С мнимой высоты времени
(прошло 100 лет) «как будто» проясняется картина прошлого, приблизившегося
столь стремительно и так неожиданно обрушившегося на настоящее, что в этом
прошлом безумно хочется навести порядок, как на книжных полках.
Дмитрий Сергеевич
Мережковский — в начале 20 века — уже человек-легенда. Занесен в скрижали
истории: о нем можно справиться у Брокгауза и Евфрона. При Российском
императорском дворе имя известное и не малозначимое: многие годы отец его служил
в канцелярии Зимнего дворца, в чине действительного тайного советника.

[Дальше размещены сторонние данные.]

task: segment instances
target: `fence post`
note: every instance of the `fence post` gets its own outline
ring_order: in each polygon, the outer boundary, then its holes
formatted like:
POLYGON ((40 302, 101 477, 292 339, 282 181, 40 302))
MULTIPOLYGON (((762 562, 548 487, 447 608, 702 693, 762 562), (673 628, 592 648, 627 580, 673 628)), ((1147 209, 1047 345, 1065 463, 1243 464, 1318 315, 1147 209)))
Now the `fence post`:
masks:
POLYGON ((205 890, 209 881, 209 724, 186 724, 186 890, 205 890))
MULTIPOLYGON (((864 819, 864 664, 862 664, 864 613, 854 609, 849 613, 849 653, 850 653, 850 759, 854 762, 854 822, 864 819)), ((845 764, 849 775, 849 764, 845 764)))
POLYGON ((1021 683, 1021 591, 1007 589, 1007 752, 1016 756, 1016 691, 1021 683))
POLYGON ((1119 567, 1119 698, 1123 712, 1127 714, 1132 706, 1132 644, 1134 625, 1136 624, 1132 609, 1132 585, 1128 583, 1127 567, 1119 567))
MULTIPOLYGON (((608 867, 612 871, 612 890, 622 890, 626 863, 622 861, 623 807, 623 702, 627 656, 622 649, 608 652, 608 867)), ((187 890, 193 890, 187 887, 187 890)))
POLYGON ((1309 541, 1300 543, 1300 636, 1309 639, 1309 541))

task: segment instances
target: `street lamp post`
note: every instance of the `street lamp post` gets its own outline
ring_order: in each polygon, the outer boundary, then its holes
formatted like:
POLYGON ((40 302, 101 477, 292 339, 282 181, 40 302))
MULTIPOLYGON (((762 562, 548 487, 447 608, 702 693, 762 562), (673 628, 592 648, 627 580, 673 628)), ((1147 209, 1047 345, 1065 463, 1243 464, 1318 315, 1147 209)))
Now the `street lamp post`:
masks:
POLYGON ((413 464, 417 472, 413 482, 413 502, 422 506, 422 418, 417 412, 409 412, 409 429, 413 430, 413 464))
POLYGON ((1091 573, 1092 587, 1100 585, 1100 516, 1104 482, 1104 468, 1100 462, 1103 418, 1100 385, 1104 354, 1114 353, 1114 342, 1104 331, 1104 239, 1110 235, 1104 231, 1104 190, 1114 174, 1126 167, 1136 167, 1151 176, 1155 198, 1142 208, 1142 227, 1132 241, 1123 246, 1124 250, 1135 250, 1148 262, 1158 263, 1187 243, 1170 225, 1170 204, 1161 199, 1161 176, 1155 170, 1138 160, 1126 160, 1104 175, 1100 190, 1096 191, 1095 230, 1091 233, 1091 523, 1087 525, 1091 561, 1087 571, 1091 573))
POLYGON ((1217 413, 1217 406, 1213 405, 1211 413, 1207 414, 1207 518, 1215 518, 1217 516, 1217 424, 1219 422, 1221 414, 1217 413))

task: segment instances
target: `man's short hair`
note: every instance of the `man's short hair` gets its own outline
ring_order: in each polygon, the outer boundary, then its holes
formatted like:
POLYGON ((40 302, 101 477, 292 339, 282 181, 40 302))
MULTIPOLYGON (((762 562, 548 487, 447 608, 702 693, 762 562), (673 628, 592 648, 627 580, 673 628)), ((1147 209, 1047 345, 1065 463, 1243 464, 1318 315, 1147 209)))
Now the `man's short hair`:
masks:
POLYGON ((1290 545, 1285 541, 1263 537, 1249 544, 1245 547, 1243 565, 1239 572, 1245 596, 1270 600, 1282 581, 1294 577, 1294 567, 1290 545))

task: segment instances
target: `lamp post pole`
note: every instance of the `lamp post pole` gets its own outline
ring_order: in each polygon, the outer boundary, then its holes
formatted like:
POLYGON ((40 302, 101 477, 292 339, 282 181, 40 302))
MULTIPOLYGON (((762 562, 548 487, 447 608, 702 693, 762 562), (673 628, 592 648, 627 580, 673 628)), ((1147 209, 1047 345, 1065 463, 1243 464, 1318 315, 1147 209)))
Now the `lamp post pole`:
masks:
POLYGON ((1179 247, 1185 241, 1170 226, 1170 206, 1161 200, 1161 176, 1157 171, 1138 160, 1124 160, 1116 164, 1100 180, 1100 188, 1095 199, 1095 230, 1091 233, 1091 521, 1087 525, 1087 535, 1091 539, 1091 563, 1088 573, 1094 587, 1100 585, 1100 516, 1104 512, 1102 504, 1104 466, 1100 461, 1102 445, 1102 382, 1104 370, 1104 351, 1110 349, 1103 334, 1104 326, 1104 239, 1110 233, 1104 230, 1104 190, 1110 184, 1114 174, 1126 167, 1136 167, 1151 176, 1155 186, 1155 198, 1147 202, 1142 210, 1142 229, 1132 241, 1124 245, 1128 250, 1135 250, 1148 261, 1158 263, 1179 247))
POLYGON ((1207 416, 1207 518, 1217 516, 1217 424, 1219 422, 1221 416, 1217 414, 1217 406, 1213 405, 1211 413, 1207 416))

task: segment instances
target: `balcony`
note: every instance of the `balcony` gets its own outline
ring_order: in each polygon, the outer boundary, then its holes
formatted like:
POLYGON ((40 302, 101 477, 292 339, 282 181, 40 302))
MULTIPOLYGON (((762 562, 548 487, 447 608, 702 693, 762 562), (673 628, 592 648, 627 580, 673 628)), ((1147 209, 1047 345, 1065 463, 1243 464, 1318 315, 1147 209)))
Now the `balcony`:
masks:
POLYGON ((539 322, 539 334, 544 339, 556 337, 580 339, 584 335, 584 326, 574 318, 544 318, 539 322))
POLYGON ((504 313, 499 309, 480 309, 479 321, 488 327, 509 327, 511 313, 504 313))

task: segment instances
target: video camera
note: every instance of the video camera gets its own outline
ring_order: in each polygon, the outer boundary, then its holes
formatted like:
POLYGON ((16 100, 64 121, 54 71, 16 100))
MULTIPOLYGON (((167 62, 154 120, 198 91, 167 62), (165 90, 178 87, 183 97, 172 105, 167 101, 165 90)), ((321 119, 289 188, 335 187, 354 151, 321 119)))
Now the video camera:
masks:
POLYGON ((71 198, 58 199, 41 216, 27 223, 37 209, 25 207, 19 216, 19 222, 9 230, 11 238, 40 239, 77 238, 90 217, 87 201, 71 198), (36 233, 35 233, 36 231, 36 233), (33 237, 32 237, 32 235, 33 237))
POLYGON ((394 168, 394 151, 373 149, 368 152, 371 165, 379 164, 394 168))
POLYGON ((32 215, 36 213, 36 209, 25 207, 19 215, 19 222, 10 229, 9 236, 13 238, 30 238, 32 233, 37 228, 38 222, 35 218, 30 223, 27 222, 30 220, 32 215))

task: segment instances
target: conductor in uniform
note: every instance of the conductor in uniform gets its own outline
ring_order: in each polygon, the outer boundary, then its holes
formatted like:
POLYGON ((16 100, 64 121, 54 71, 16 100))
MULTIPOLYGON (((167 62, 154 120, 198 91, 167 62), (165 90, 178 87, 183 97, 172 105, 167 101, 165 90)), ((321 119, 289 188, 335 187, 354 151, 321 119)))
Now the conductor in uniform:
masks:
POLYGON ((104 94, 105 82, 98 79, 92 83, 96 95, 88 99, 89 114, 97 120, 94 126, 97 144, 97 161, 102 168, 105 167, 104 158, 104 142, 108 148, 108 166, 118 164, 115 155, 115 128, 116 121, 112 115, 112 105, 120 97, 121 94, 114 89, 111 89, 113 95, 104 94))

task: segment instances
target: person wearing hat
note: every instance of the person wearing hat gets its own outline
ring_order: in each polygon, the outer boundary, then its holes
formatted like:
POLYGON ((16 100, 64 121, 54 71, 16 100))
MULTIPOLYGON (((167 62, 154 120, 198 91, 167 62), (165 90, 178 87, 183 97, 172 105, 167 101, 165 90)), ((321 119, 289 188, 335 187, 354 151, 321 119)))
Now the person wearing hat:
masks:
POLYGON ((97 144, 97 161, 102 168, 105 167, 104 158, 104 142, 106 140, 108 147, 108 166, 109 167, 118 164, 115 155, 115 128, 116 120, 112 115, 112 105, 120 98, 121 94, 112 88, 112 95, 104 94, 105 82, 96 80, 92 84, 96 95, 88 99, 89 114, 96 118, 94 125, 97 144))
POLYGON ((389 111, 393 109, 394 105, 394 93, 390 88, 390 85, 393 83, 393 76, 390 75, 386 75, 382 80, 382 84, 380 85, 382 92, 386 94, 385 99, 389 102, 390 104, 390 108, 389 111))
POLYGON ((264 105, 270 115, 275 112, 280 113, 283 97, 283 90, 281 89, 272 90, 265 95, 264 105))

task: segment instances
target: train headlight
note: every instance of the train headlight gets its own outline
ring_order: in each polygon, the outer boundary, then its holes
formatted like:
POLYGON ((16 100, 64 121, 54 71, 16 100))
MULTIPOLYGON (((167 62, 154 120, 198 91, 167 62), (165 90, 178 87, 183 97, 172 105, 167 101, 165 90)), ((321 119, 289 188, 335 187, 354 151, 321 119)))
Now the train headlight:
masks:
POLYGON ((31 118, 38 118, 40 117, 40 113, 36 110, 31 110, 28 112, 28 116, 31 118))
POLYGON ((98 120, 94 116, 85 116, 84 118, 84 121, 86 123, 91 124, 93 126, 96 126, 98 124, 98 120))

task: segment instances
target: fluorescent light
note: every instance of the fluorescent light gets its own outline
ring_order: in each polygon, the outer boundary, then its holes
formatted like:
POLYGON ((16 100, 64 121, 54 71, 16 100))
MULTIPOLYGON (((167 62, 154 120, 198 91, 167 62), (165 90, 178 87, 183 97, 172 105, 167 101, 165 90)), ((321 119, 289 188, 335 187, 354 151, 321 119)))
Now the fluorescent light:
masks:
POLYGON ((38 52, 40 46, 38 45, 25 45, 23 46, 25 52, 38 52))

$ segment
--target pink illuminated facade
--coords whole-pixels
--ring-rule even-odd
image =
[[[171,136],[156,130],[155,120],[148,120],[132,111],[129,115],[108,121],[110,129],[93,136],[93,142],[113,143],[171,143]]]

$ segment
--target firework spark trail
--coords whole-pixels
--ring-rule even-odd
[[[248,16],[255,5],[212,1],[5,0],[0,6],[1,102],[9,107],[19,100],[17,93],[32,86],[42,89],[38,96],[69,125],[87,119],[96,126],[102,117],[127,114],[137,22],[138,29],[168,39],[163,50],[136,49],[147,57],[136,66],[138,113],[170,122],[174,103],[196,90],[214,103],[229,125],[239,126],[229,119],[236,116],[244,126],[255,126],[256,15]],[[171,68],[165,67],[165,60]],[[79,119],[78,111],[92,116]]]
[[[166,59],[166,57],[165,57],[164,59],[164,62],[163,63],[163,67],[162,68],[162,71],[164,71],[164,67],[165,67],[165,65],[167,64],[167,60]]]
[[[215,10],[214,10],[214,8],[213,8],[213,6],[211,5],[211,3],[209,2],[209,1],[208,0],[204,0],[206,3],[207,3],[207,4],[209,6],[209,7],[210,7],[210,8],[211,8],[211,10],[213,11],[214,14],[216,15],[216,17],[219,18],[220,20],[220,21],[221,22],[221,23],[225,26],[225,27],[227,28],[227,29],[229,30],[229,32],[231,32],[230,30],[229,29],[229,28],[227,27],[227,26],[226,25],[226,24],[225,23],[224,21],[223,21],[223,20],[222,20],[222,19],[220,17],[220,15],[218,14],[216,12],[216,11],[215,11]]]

Положение отца диктовало в немалой степени повлияло на выбор жизненного пути
детей. По окончании гимназии и историко-филологического факультета
Петербургского университета Дмитрий Мережковский связывает свою судьбу с
литературой и Зинаидой Гиппиус. Квартира, которую сняли в доме Мурузи, в
Литейной части Петербурга молодые супруги на многие годы становится одним из
центров философско-религиозной жизни города.
Как литератор по части
поэзии Дмитрий Мережковский заслужил себе первые признания, но поэзия не стала
единственным увлечением. По части литературной критики его выступление (лекция
в Соляном городке в 1892 году) «О причинах упадка и о новых течениях
современной русской литературы» произвело очень сильное впечатление на
литературную общественность и на долгие творческие годы определило отношение к
нему как к критику. Издание книги с одноименным названием пробудило новое
литературное течение, первые идеи которого были воплощены еще в стихах и изданы
в поэтическом сборнике «Символы». В своей книге «О причинах упадка…»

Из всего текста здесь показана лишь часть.